Si je lui en parlais.
Une voix de femme que je ne reconnus pas grésilla à mon oreille. J’appuyai sur le bouton, donnai mon nom et demandai à parler à lady Youlgreave.
— Dites-lui que c’est à propos de son oncle Francis, dis-je.
Lady Youlgreave prit l’appareil quelques instants plus tard.
— Madame Appleyard… Que puis-je pour vous ?
— Je viens de voir Simon.
— Qui ?
— Votre frère.
— J’espère que vous ne lui avez pas donné mon adresse.
— Il ne souhaite pas vous voir.
— Pourquoi êtes-vous allée l’importuner maintenant ? J’étais emportée par une grande vague d’émotion, de colère et de peur, de dégoût et de pitié.
— Je sais ce qui est arrivé. Je suis au courant, pour le bébé.
— Vraiment ? De quel bébé parlez-vous ?
— De votre petit frère ou de votre petite sœur. Celui que Francis Youlgreave a acheté. C’était un garçon ou une fille ? Lui avez-vous seulement donné un nom ?

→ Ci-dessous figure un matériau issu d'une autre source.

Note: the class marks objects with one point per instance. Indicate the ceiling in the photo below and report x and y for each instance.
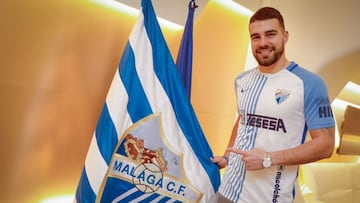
(324, 33)
(165, 8)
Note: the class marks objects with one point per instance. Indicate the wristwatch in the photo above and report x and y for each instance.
(267, 160)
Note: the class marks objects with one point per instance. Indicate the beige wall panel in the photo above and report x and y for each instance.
(220, 47)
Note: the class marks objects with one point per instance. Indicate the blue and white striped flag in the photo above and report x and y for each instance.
(148, 145)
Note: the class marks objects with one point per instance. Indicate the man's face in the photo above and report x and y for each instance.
(267, 41)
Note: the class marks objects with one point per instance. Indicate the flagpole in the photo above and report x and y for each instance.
(184, 58)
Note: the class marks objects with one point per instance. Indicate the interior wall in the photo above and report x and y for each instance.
(57, 62)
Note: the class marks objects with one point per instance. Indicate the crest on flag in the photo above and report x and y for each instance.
(144, 162)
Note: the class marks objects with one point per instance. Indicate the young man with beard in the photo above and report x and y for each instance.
(278, 103)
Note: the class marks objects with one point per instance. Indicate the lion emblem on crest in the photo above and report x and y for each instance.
(136, 150)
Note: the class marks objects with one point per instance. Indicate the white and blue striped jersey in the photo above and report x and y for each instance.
(276, 112)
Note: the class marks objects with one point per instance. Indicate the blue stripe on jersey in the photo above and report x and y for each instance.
(315, 98)
(252, 85)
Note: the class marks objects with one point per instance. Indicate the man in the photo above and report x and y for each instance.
(278, 103)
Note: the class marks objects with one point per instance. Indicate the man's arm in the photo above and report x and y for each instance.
(319, 147)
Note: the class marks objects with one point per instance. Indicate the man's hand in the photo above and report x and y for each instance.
(220, 161)
(253, 159)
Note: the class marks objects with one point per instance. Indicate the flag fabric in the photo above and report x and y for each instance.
(147, 102)
(184, 57)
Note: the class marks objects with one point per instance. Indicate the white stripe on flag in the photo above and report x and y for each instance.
(95, 166)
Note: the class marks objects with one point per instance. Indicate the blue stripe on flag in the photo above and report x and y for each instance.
(138, 106)
(84, 193)
(105, 127)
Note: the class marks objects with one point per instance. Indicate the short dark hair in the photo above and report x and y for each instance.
(266, 13)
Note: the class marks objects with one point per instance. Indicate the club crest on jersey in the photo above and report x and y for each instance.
(281, 95)
(143, 163)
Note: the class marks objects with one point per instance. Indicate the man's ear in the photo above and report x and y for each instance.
(286, 36)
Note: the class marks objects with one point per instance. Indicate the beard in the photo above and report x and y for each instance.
(271, 58)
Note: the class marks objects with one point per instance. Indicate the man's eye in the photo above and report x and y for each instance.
(271, 34)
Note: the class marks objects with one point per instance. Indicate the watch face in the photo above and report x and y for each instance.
(267, 162)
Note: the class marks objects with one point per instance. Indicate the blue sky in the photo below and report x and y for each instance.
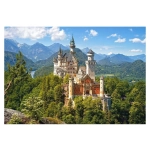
(105, 40)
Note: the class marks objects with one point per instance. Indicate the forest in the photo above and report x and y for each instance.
(42, 99)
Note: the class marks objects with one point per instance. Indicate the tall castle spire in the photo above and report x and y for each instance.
(72, 44)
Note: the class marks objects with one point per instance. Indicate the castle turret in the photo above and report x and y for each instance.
(72, 45)
(102, 87)
(59, 57)
(90, 65)
(71, 88)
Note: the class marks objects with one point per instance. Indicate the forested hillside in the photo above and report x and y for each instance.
(42, 100)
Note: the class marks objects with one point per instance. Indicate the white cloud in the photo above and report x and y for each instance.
(25, 32)
(93, 33)
(56, 33)
(144, 41)
(136, 50)
(137, 40)
(34, 33)
(119, 40)
(112, 35)
(85, 38)
(110, 53)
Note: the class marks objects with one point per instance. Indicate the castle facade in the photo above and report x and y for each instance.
(81, 78)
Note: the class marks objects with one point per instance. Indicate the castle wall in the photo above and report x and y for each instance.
(78, 89)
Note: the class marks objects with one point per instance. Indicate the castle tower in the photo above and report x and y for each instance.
(71, 88)
(102, 87)
(90, 65)
(59, 57)
(72, 45)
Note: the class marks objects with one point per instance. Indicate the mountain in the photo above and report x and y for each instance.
(39, 52)
(85, 50)
(34, 52)
(128, 70)
(115, 59)
(11, 45)
(56, 46)
(10, 58)
(139, 57)
(97, 57)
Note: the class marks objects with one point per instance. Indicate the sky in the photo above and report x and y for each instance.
(128, 40)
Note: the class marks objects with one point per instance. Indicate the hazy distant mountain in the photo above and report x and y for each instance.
(97, 57)
(10, 58)
(115, 59)
(11, 45)
(138, 57)
(39, 52)
(85, 50)
(56, 46)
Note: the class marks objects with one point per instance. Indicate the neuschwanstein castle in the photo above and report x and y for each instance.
(82, 78)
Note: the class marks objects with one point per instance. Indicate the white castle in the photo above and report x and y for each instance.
(82, 78)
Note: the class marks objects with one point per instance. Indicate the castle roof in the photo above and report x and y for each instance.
(90, 52)
(82, 68)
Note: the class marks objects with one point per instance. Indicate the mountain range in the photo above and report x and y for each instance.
(43, 55)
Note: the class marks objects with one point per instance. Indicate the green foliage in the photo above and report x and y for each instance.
(66, 79)
(33, 107)
(17, 83)
(15, 119)
(126, 71)
(137, 113)
(43, 97)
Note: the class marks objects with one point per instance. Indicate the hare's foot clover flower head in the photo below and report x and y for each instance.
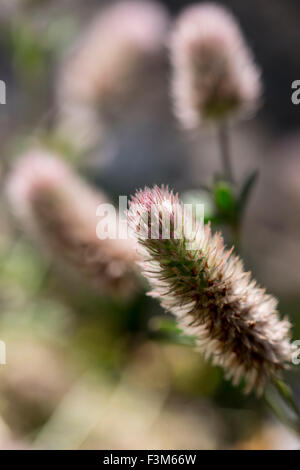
(234, 322)
(214, 75)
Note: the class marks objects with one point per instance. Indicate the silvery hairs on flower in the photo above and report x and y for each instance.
(234, 322)
(58, 210)
(214, 74)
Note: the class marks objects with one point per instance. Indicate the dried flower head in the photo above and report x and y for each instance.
(234, 322)
(214, 72)
(59, 211)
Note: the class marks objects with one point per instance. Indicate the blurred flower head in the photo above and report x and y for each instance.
(214, 75)
(109, 60)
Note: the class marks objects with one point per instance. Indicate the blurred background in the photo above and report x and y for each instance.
(87, 369)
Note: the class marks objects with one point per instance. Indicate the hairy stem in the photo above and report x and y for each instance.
(225, 151)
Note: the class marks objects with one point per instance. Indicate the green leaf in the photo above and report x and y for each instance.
(246, 190)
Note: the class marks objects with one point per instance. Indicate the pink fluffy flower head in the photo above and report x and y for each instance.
(214, 74)
(58, 210)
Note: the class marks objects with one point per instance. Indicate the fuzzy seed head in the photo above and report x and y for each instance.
(234, 322)
(58, 210)
(214, 74)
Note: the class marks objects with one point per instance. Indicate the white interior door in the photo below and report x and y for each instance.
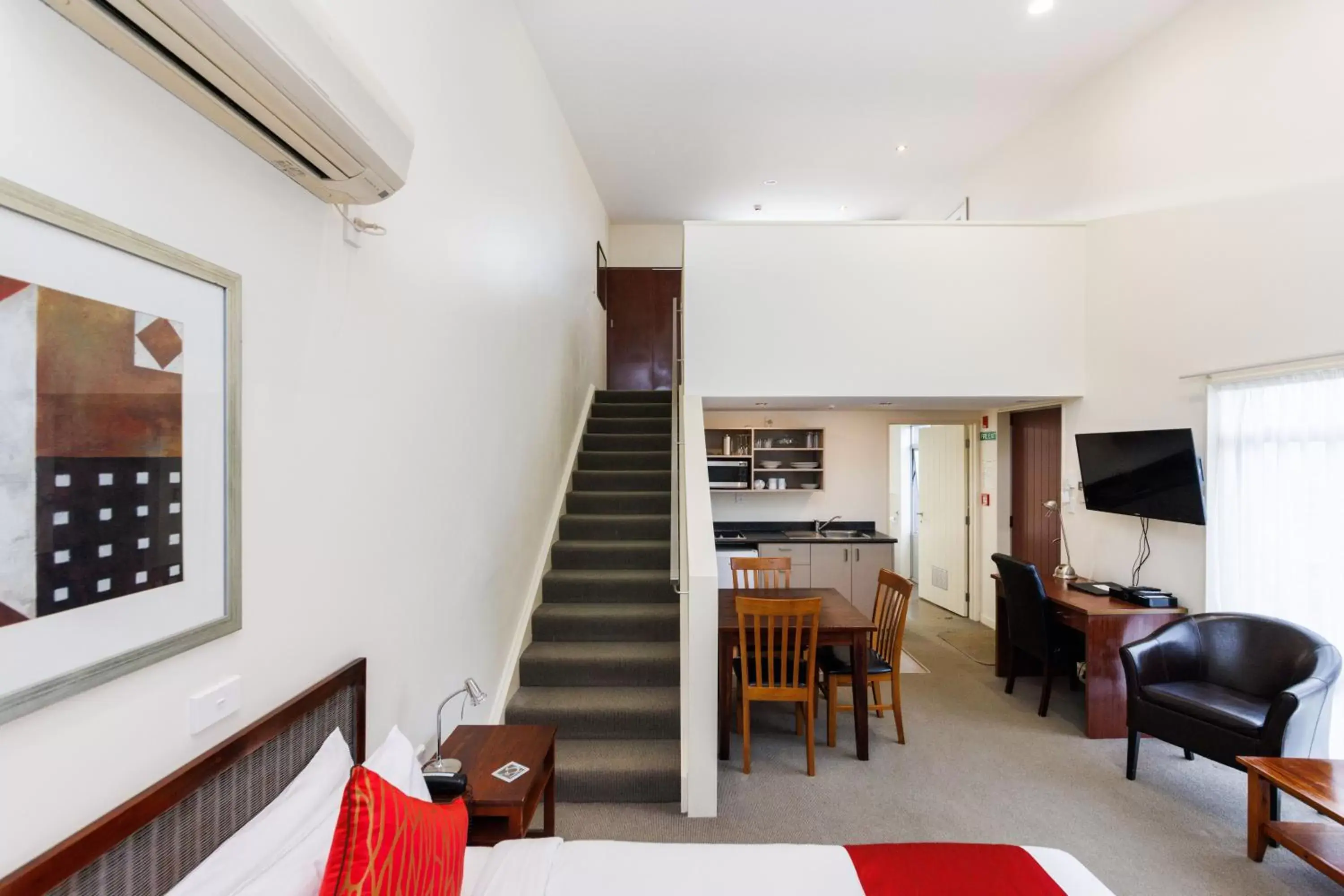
(943, 516)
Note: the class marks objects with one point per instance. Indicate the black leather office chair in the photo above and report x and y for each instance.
(1033, 628)
(1230, 684)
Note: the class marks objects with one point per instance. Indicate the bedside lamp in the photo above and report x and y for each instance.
(441, 766)
(1066, 569)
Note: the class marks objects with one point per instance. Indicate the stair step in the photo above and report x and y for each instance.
(619, 503)
(633, 397)
(600, 714)
(631, 426)
(623, 480)
(612, 771)
(627, 443)
(608, 586)
(601, 664)
(631, 409)
(607, 622)
(625, 460)
(594, 527)
(612, 555)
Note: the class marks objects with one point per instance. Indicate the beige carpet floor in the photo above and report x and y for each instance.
(983, 766)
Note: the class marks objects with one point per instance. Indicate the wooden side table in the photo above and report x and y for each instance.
(1316, 782)
(503, 810)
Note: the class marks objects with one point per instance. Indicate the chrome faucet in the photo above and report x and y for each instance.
(822, 526)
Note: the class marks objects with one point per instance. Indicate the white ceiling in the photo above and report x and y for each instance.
(683, 108)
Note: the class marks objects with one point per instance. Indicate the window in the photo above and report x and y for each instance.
(1276, 504)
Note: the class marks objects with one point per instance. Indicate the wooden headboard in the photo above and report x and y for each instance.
(150, 843)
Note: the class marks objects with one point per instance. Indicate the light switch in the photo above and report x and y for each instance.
(215, 703)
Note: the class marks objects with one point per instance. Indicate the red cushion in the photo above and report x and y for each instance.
(394, 845)
(951, 870)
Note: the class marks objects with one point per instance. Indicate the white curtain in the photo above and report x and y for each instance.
(1276, 504)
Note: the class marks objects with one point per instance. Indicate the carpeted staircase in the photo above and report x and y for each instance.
(604, 663)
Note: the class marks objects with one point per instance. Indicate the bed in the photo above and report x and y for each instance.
(150, 844)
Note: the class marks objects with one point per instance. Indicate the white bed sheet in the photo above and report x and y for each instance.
(607, 868)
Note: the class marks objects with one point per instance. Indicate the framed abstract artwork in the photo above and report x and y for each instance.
(119, 452)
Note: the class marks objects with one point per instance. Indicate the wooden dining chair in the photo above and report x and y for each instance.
(777, 661)
(761, 573)
(885, 645)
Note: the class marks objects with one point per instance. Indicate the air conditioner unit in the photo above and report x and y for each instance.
(269, 73)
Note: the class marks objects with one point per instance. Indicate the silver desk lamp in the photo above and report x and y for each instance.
(1066, 569)
(441, 766)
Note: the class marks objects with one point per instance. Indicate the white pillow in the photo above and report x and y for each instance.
(277, 829)
(396, 763)
(299, 872)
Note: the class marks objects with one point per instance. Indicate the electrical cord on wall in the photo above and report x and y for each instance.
(361, 225)
(1144, 552)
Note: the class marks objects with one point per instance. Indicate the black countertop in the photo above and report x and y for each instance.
(749, 535)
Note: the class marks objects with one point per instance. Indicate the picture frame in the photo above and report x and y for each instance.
(217, 491)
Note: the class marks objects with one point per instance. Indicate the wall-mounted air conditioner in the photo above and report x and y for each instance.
(269, 73)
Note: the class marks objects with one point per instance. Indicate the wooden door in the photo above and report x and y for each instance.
(944, 516)
(639, 327)
(831, 569)
(1037, 437)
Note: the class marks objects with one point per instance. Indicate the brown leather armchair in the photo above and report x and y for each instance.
(1230, 684)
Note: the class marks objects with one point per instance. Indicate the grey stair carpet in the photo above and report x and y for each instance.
(604, 665)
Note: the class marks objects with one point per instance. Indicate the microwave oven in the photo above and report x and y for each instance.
(730, 474)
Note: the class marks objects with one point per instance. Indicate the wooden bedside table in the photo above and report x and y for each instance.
(503, 810)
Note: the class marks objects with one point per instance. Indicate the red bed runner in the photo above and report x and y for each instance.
(951, 870)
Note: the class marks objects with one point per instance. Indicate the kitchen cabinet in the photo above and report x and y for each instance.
(831, 567)
(867, 560)
(800, 562)
(850, 569)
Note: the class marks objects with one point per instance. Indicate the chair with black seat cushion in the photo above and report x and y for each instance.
(1230, 684)
(779, 641)
(1034, 629)
(885, 645)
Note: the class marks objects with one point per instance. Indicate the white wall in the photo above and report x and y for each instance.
(1213, 148)
(406, 406)
(1178, 292)
(857, 465)
(644, 246)
(1232, 99)
(882, 310)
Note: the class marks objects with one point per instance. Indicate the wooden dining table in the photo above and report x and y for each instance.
(840, 625)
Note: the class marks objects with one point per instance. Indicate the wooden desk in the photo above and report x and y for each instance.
(840, 625)
(496, 809)
(1108, 624)
(1316, 782)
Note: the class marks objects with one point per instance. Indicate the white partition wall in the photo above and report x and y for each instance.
(699, 624)
(941, 311)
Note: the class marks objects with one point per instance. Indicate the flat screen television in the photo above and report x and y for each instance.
(1148, 473)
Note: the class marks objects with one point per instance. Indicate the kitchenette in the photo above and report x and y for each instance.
(823, 554)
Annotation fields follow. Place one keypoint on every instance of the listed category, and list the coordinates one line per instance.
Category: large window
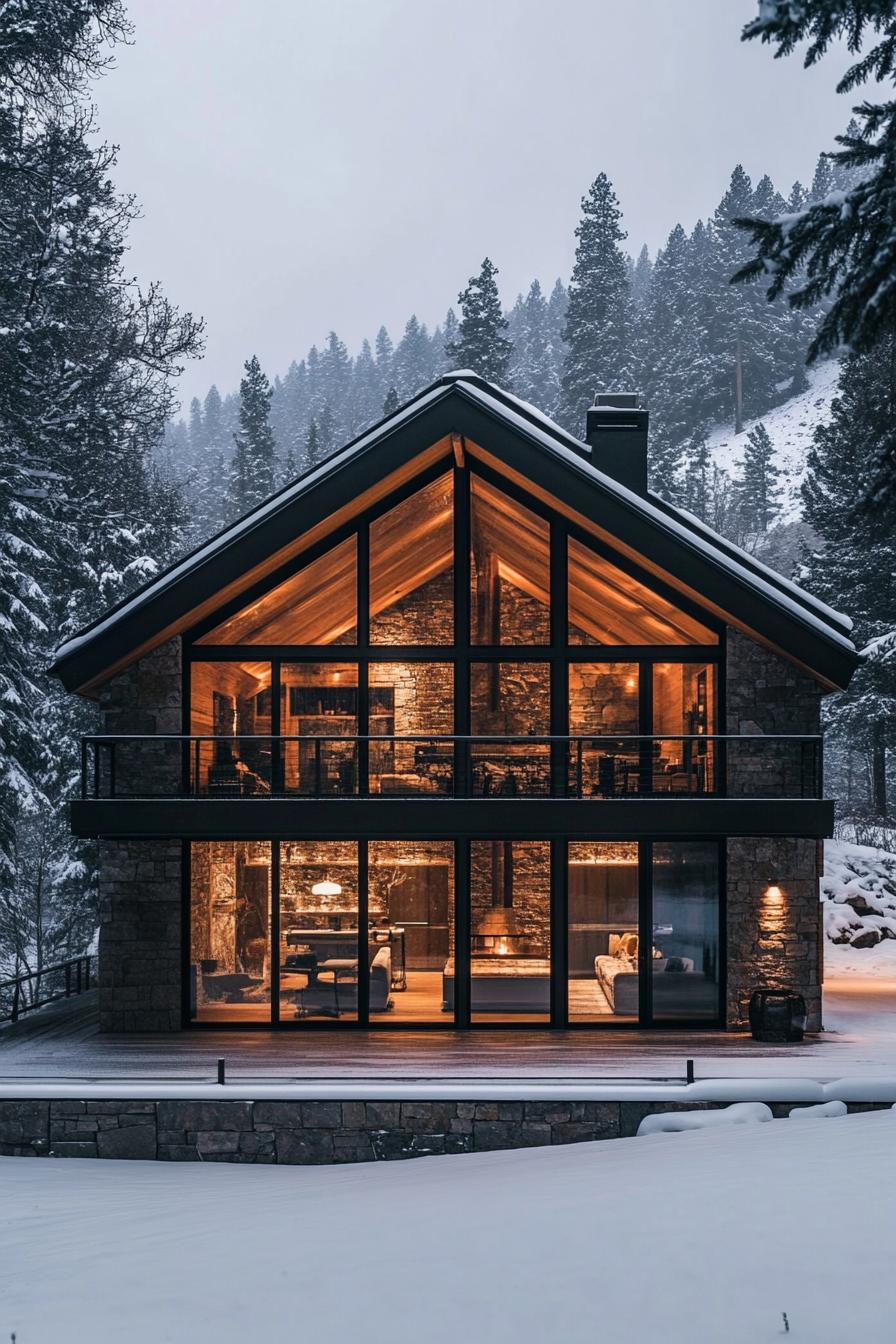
(685, 930)
(603, 929)
(383, 918)
(509, 930)
(411, 708)
(411, 926)
(230, 715)
(319, 930)
(230, 952)
(319, 722)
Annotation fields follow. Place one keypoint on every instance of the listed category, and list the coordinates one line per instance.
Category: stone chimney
(617, 434)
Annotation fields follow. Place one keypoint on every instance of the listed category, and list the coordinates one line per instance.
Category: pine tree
(533, 368)
(759, 488)
(482, 343)
(853, 566)
(597, 325)
(86, 366)
(254, 454)
(313, 453)
(699, 476)
(413, 363)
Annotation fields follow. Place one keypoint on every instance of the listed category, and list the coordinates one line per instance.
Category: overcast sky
(312, 165)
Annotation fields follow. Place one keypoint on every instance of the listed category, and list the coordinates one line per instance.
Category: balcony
(446, 785)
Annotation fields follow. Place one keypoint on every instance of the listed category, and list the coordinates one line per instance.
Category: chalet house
(462, 727)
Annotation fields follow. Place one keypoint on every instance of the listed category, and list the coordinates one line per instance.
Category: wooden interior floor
(63, 1042)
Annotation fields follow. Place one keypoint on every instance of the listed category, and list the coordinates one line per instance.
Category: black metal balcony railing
(35, 988)
(449, 766)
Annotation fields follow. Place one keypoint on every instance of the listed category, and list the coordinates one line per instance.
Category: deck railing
(36, 988)
(452, 766)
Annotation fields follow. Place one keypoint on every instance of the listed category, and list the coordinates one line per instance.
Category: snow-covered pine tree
(384, 354)
(413, 362)
(853, 566)
(842, 245)
(597, 331)
(482, 343)
(533, 368)
(759, 488)
(367, 387)
(699, 476)
(641, 273)
(449, 339)
(251, 475)
(313, 452)
(670, 343)
(336, 381)
(86, 363)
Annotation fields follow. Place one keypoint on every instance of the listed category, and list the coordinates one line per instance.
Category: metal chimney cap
(618, 401)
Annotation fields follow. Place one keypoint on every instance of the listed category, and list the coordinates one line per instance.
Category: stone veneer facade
(140, 880)
(774, 941)
(320, 1132)
(767, 944)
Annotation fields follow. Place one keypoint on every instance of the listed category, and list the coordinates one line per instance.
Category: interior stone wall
(140, 880)
(773, 941)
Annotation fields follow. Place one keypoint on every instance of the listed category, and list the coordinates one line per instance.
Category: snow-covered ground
(790, 428)
(689, 1238)
(859, 894)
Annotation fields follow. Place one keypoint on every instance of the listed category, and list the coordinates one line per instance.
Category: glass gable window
(230, 715)
(413, 569)
(509, 570)
(610, 606)
(319, 721)
(684, 707)
(319, 605)
(511, 703)
(406, 702)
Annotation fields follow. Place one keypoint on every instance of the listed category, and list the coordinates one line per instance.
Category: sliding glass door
(486, 932)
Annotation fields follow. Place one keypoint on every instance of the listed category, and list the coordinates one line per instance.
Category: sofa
(333, 996)
(679, 988)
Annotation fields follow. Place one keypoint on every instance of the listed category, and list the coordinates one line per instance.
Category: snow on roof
(535, 425)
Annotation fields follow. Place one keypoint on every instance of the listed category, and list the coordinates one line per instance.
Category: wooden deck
(62, 1043)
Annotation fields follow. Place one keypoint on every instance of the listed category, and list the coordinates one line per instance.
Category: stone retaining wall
(317, 1132)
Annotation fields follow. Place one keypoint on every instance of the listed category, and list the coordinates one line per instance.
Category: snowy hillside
(859, 895)
(790, 428)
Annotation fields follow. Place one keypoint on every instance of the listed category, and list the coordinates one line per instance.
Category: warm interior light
(327, 889)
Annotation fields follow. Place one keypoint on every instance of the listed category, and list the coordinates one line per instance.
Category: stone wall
(140, 913)
(140, 880)
(774, 937)
(319, 1132)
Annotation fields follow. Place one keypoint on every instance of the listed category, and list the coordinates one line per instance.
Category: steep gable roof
(517, 441)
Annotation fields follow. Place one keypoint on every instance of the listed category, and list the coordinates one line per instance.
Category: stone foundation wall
(319, 1132)
(774, 937)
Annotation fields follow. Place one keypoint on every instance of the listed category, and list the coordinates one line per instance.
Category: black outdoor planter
(777, 1015)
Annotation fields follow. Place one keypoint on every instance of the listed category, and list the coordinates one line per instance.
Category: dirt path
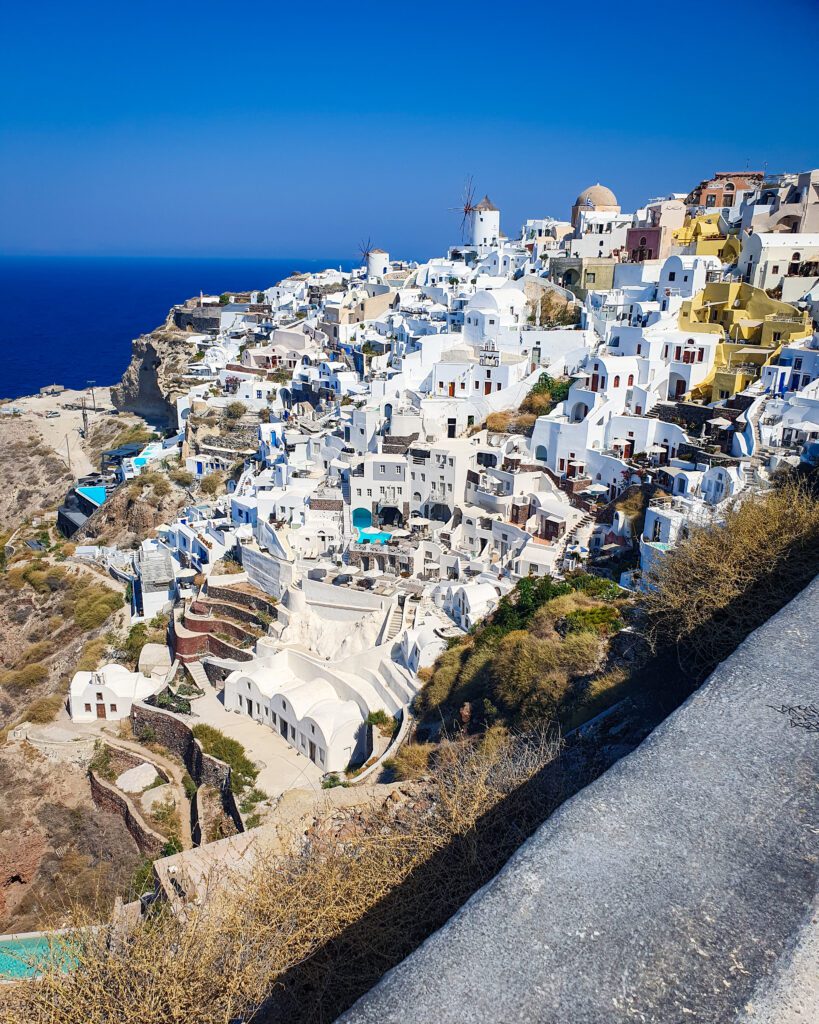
(61, 432)
(174, 772)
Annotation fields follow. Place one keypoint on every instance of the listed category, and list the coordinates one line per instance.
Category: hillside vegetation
(536, 654)
(298, 939)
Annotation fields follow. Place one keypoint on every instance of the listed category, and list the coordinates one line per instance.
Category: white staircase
(394, 627)
(198, 674)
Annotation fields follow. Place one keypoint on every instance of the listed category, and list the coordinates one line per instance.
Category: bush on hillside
(243, 771)
(722, 582)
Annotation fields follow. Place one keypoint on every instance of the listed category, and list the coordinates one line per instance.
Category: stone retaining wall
(173, 733)
(260, 602)
(109, 798)
(242, 614)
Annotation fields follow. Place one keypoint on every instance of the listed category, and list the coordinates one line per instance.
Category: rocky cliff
(153, 382)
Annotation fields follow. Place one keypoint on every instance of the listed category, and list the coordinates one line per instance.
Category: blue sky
(282, 129)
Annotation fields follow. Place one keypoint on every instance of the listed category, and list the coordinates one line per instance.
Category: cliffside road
(681, 886)
(61, 433)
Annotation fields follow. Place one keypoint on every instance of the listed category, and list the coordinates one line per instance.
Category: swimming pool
(20, 957)
(373, 536)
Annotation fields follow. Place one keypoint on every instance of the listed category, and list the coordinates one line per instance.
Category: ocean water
(71, 320)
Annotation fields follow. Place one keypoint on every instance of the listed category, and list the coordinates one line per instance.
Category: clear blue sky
(293, 129)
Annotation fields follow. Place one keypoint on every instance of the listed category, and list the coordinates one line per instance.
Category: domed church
(596, 197)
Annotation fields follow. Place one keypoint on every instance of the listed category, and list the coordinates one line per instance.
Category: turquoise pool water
(97, 495)
(373, 536)
(20, 957)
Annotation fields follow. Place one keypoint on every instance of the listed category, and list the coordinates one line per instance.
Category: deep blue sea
(71, 320)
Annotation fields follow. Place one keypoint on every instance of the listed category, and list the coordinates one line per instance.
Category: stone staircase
(198, 674)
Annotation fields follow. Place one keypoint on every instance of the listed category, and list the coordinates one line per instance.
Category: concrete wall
(681, 886)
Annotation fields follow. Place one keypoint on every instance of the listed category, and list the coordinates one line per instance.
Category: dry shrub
(412, 761)
(511, 423)
(44, 710)
(91, 655)
(29, 675)
(299, 937)
(723, 581)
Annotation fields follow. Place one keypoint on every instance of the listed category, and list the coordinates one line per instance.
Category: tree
(211, 483)
(235, 411)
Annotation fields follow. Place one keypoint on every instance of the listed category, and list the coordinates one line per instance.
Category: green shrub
(331, 781)
(382, 721)
(235, 411)
(243, 770)
(211, 483)
(100, 763)
(182, 477)
(603, 620)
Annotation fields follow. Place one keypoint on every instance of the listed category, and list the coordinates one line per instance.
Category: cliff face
(152, 383)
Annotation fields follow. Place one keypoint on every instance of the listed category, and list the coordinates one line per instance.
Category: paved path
(283, 767)
(173, 770)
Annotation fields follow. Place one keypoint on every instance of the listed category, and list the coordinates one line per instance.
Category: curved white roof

— Je vous demande pardon ?
— Avez-vous aidé à le tuer ?
— Quelle imagination débordante vous avez, dit lady Youlgreave avant de raccrocher.
— Pourquoi est-ce que tu pleures ? me demanda Rosie pendant que nous remontions Fetter Passage en direction du taxi.
Je ne pus faire autrement que répondre :
— Parce qu’il y a chez les gens un tel mélange de bon et de mauvais…
Rosie hocha la tête comme si j’avais dit quelque chose qui tombait sous le sens.
— Personne n’est parfait, dit-elle. Sauf Angel.